Jonathan Sacks, the Chief Rabbi of the United Kingdom, was once asked what he thought about the Anglican Church being the Established Church of England. He responded that an established church was a good thing because it emphasized the importance of spirituality in our lives.
So too, whether we are Catholic or not, religious or not, we should care about who is selected as the next Pope. The Pope has the platform to be a strong voice for spirituality against materialism, for care of others as opposed to self-serving egoism, for peace as opposed to war, for harmony with and stewardship of the earth as opposed to environmental degradation, for gratitude of creation as opposed to unremitting despair.
Of course, the next Pope will have to do much to show that the Church is serious about the sex scandal. Eliminating mandatory celibacy would address the lack of access to the sacraments, as Charles Reid suggests here, and it would be widely perceived as addressing the sex scandal (though it would not be presented in that way). My guess is that mandatory celibacy will not be eliminated in the short run and that the new Pope is unlikely to retreat from the traditional outmoded teachings of the Church on a variety of sexual issues.
My main hope for activity of the new Pope is that he place emphasis not on the hot button sexual issues, but on a problem that unites religious leaders, namely concern for the poor. Concern for the poor is at the heart of the Gospel, but in our country populated with “Christian” political leaders, concern for the poor is conspicuously shallow. The Republicans seem to think the poor exist because they are shiftless and lazy. Perhaps more disturbing, the Democrats do not mention the poor because the votes aren’t there. Lyndon Johnson’s war on poverty is a war our citizens do not want to fight. If the Gospel teaches that we are here to serve others, the very existence of the poor is a striking example of injustice and institutional sin, of how far we as a society have fallen short.
My hope for the new Pope (and Michael Sean Winters expresses the same view in today’s Wall Street Journal) is that the Pope on his world tours include visits to sites where the poor are. Loaves and Fishes, a community kitchen for the poor (though all are welcome) in Ithaca would happily welcome the Pope and, if he said Mass, it would be well attended by Catholics and non-Catholics alike. I suspect the new Pope will not be coming to Ithaca, but there are community kitchens and shelters and medical interventions and slums all over the world. The Pope could do much to dramatize the existence of the poor and more important to humanize them as well.
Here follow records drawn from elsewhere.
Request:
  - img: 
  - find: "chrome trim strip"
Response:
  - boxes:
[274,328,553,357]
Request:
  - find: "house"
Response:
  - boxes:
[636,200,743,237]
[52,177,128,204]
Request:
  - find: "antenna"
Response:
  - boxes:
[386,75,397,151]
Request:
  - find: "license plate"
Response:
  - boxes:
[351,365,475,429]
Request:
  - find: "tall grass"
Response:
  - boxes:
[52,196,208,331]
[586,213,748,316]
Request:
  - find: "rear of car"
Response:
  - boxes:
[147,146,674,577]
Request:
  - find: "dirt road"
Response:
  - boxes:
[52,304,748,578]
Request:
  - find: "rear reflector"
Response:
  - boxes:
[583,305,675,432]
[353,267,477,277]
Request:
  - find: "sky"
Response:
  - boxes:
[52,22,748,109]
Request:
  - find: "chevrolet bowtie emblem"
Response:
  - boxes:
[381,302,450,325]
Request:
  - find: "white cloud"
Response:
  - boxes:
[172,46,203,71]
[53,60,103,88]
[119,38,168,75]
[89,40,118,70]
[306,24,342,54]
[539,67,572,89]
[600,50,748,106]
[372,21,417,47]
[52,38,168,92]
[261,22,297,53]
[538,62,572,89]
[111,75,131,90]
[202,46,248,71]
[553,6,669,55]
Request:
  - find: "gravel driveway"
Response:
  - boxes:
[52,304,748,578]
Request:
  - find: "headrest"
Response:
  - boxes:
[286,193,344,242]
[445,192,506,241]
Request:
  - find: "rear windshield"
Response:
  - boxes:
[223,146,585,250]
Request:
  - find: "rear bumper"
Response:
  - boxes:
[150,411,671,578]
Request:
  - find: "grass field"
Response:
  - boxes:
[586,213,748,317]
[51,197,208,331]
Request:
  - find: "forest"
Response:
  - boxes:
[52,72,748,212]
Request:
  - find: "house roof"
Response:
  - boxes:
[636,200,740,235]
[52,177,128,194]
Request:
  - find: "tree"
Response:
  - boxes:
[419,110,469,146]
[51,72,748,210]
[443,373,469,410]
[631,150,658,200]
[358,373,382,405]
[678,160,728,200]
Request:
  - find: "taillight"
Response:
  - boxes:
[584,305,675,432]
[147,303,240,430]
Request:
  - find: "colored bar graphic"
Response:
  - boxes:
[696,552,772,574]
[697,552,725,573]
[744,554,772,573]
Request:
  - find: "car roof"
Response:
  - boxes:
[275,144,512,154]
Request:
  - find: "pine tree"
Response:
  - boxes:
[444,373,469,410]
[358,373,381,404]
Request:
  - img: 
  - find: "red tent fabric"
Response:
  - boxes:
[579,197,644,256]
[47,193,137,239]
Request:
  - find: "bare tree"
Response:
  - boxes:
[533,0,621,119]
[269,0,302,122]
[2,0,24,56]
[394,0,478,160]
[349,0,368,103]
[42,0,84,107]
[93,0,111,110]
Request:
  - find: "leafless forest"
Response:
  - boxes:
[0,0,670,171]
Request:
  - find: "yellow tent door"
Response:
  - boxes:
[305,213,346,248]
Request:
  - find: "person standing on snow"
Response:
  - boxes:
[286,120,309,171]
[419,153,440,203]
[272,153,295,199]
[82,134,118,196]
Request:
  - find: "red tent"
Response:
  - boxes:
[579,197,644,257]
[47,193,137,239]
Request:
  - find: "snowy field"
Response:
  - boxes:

Michael Harrington once aroused the conscience of Americans about poverty with his book The Other America. An effort in the direction by the Pope would do even more to help the poor; it would help the positive Christian image of the Church (selling off the rich treasures in the Vatican museum could help as well); and it would send a strong message (in conjunction with other activities and addresses of the Pope) that the hedonistic, materialistic trappings of the modern world as we know it in the West are a distraction from the real meaning of our lives.